孟平一听孟平处理得当,于是放了心,对孟平说:“平儿,你做得对,确实不能在皇城动手,不过在皇城以外,碰见绣衣使,只要你占理,就不要怂,干死他们!”
雒阳霸王一副热血模样,谆谆教诲起孟平,同时也说起他与绣衣使的恩怨。
“绣衣使是皇帝的爪牙,负责监察天下,搜集情报,探查军情,同时也有侦查、逮捕,审讯之权,人言绣衣使如虎!上一任北部尉是个普通人,因为断案不明,且与绣衣使沆瀣一气,欺压良善,被丞相斩了,所以我才会接任北部尉。
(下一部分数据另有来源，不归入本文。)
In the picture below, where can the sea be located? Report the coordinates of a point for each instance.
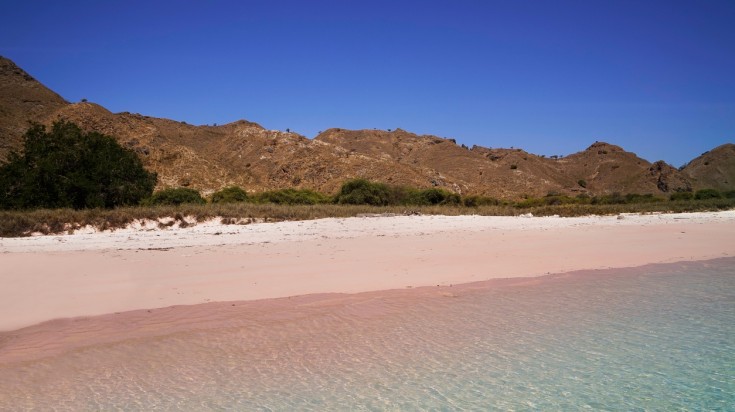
(655, 338)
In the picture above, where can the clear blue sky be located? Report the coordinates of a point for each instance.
(552, 77)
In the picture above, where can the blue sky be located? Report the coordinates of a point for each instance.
(552, 77)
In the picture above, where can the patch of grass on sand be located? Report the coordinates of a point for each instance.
(56, 221)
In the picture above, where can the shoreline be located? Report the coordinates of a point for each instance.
(59, 336)
(92, 274)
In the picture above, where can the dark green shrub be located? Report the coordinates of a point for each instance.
(230, 194)
(476, 201)
(434, 197)
(175, 197)
(707, 194)
(364, 192)
(68, 168)
(681, 196)
(292, 197)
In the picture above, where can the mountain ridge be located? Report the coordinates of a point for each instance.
(244, 153)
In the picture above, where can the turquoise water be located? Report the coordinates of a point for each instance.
(657, 338)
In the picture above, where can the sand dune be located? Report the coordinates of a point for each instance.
(86, 274)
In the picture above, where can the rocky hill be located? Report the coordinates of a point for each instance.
(245, 154)
(714, 169)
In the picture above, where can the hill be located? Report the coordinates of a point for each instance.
(244, 153)
(713, 169)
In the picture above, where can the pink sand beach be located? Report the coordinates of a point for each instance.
(69, 290)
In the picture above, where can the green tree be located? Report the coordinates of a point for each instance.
(230, 194)
(175, 196)
(68, 168)
(364, 192)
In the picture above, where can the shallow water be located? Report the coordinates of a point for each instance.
(655, 338)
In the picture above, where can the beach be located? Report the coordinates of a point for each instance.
(383, 312)
(143, 267)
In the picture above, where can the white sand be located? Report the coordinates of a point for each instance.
(49, 277)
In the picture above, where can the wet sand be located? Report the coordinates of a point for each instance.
(98, 287)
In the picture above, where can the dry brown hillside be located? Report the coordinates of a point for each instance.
(22, 99)
(714, 169)
(245, 154)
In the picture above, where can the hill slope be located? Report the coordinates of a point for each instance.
(245, 154)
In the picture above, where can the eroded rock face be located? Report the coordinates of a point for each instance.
(668, 178)
(243, 153)
(713, 169)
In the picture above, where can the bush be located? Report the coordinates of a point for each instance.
(434, 197)
(681, 196)
(293, 197)
(175, 197)
(68, 168)
(476, 201)
(230, 194)
(707, 194)
(364, 192)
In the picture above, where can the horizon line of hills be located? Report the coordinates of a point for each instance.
(243, 153)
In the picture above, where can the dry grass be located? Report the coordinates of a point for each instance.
(26, 223)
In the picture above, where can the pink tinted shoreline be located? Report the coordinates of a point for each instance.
(90, 274)
(59, 336)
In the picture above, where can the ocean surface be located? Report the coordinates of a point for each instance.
(658, 338)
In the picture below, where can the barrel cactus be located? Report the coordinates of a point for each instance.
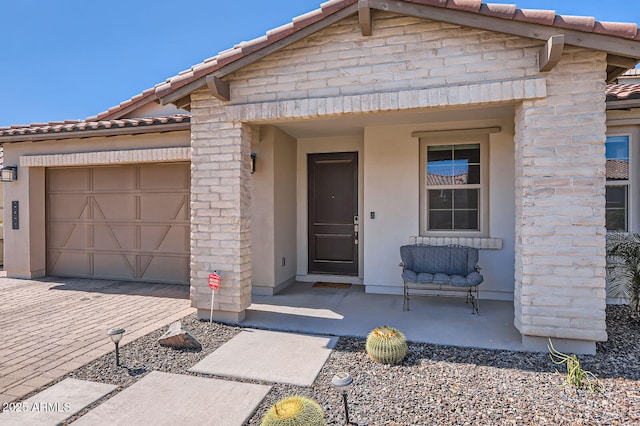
(386, 345)
(294, 411)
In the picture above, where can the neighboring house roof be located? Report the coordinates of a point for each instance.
(617, 169)
(435, 180)
(471, 12)
(623, 91)
(72, 128)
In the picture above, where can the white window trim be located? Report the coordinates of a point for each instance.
(627, 183)
(481, 138)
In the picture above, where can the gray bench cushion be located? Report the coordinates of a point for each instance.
(440, 265)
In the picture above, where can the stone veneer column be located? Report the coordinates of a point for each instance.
(220, 210)
(560, 207)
”
孟杞接着说:“大随承平日久,权贵愈发嚣张,肆意欺压百姓,上任之初,丞相就告诫我,要为民做主,所以我才会选择整顿北部治安,惩治奸商。”
“权贵嚣张的原因之一是因为他们已经形成了利益网,占据了要害部门,绣衣使同样被侵蚀,他们相互勾结欺压百姓。”
孟平心情有点沉重,沉默了几息,转移话题故作轻松道:“因为这两个原因,所以你就处处与绣衣使作对了?”
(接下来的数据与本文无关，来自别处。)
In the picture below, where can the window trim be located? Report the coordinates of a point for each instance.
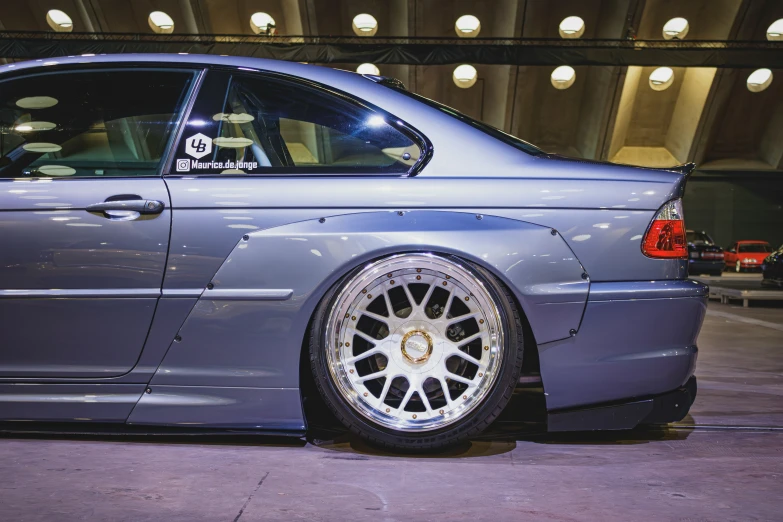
(189, 98)
(412, 133)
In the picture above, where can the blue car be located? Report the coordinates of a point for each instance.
(208, 242)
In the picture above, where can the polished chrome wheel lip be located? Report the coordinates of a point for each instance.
(351, 302)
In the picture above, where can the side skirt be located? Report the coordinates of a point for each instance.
(662, 409)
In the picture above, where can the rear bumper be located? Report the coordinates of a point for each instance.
(697, 266)
(661, 409)
(636, 339)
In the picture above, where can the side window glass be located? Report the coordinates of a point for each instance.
(269, 125)
(86, 124)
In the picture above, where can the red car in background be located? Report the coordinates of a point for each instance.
(746, 255)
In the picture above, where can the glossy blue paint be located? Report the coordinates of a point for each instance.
(209, 406)
(627, 347)
(68, 402)
(310, 256)
(236, 360)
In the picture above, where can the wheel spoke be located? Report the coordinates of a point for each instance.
(455, 351)
(409, 296)
(371, 376)
(372, 351)
(375, 316)
(423, 305)
(407, 397)
(424, 399)
(385, 390)
(366, 337)
(459, 378)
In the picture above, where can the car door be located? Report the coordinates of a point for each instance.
(85, 216)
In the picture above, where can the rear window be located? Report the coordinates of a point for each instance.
(496, 133)
(755, 248)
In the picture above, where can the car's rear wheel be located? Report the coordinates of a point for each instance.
(417, 351)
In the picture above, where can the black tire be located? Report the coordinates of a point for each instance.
(463, 429)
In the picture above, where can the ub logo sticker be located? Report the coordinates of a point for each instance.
(198, 146)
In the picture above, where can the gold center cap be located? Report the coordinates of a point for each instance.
(416, 346)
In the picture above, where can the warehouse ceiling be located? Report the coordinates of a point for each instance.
(615, 112)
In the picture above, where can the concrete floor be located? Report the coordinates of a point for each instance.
(723, 462)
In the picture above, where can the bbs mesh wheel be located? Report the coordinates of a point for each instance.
(417, 351)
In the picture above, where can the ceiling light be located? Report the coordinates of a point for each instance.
(368, 68)
(572, 27)
(59, 21)
(563, 77)
(775, 31)
(364, 25)
(467, 26)
(36, 102)
(675, 29)
(759, 80)
(661, 78)
(160, 22)
(56, 170)
(31, 126)
(262, 23)
(41, 148)
(465, 76)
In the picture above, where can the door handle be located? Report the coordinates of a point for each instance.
(142, 206)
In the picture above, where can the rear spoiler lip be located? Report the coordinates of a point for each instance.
(686, 169)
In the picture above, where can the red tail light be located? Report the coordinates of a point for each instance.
(666, 236)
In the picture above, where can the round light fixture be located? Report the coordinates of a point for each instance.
(59, 21)
(33, 126)
(759, 80)
(675, 29)
(41, 148)
(467, 26)
(262, 23)
(368, 68)
(563, 77)
(572, 27)
(160, 22)
(775, 31)
(465, 76)
(661, 78)
(36, 102)
(364, 25)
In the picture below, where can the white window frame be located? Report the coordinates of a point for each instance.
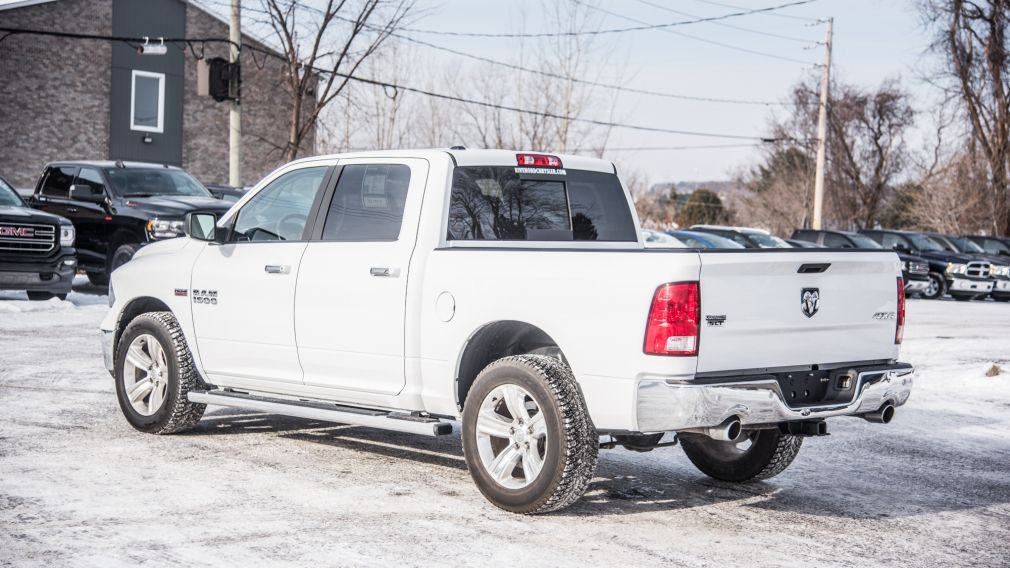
(161, 101)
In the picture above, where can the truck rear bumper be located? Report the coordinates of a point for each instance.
(666, 406)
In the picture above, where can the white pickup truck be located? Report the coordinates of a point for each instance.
(508, 293)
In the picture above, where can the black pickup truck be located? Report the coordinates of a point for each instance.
(119, 206)
(36, 249)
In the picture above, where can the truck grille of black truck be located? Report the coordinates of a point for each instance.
(26, 239)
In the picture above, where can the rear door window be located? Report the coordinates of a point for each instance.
(58, 181)
(496, 203)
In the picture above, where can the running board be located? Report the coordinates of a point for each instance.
(384, 419)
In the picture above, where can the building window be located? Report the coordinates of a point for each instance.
(146, 102)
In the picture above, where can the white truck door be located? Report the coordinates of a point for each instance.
(349, 306)
(242, 291)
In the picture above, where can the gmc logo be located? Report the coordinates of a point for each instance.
(23, 231)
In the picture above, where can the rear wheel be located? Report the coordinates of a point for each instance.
(155, 373)
(936, 288)
(755, 454)
(527, 439)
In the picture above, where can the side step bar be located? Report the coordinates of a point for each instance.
(383, 419)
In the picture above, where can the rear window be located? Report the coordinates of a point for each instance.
(496, 203)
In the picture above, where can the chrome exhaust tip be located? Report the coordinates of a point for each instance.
(882, 415)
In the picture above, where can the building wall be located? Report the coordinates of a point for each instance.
(266, 103)
(54, 92)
“不,这是在警示他们,我做北部尉后,签发的第一个命令便是,凡我北部修士捕快,定要严明执法,坚决抵制绣衣使插手北部事务!拒绝与他们狼狈为奸!”孟杞断然否认孟平的指控,大义凛然。
绣衣使凶焰喧嚣,常常插手地方事务,以图谋私利。
“哦!”
孟平点点头,自家四叔竟有如此刚烈一面,随后又在内心嗤笑老阴阳人,北部衙门,在孟平孟护二人到之前,只有三个修士,孟杞、阴蔓茹和杨基,竟然说的如此冠冕堂皇,孟平很服气这老阴阳人的装逼性格。
孟平仔细思索发觉不对,觉得里面还有事,再次询问:“只警示绣衣使,就得了雒阳霸王的名号?”
“咳咳,有时手痒,会与同僚们切磋,加上经常警示绣衣使,所以才会有这个名号。”孟杞一副不好意思的模样,他知道自家侄儿是什么德性,因担心效仿,所以隐瞒了真正原因。
孟平推测出所谓的警示,应该是暴揍绣衣使,但是绣衣使活该,恶人自有恶人磨。
“四叔无敌于雒阳,佩服!”孟平的确被孟杞折服了,为百姓做主,与恶势力斗争,这个雒阳霸王实至名归!
“我哪是无敌于雒阳?只是三阶以下还好。”孟杞不敢承认自己无敌,脑海中浮现那一个执剑将自己打败的人。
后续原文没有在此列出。